Rezekne City is known as "the heart of Latgale." Today the city is seen as the centre of culture and education for the region.
Like Rome, Rezekne is a city set upon seven hills. Its existence dates back to ancient times. It was a major settlement of the Latgalians, who built a hill-fort at Rezekne that lasted from the 9th to the 13th century, when it was destroyed by German crusaders. In 1285 the Livonian Order built the stone castle of Rositten on the same site, but it is now a ruin with only a few wall fragments remaining. A model of the medieval castle can be visited, however.

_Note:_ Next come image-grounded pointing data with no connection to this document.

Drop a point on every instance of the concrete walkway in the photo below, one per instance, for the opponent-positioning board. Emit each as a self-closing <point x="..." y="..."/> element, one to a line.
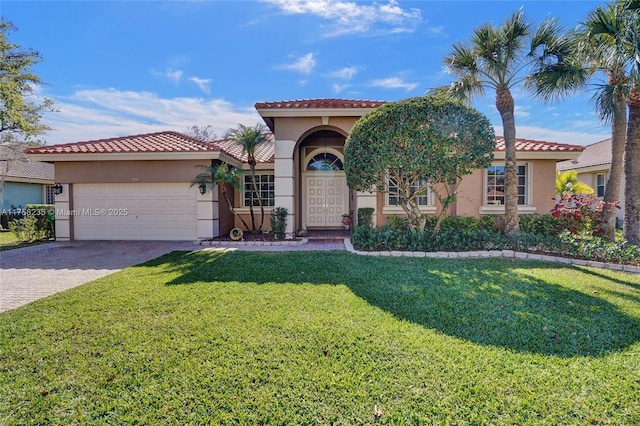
<point x="31" y="273"/>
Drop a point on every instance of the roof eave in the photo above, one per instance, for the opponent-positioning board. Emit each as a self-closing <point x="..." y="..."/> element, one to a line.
<point x="540" y="155"/>
<point x="136" y="156"/>
<point x="313" y="112"/>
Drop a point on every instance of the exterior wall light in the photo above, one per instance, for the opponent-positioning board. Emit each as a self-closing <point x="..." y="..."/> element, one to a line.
<point x="57" y="188"/>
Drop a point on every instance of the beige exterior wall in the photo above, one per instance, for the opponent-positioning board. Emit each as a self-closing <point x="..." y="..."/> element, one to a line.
<point x="470" y="193"/>
<point x="590" y="178"/>
<point x="127" y="171"/>
<point x="295" y="128"/>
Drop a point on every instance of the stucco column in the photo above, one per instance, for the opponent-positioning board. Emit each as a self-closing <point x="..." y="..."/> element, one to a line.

Rezekne's most significant monument is Latgales Mara, a bronze statue memorializing the liberation of Latgale from the Russian Bolshevik state in 1920. It depicts the form of a woman, known as Mara after the native goddess of fertility and motherhood although she is holding a Christian cross. The statue is a revered symbol of Latgalian nationalism, which caused the Soviets to take it down when they came to occupy Latvia. After Latvia regained its independence, the statue was reconstructed.
Rezekne is a bastion of ethnic and religious diversity. Latgalians, Russians, Poles, Ukrainians and Jews constitute the population. Catholics here have long lived alongside Russian Old Believers, Russian Orthodox, Lutherans, and Baptists, all represented by their own churches. The significant Jewish population is serviced by several synagogues.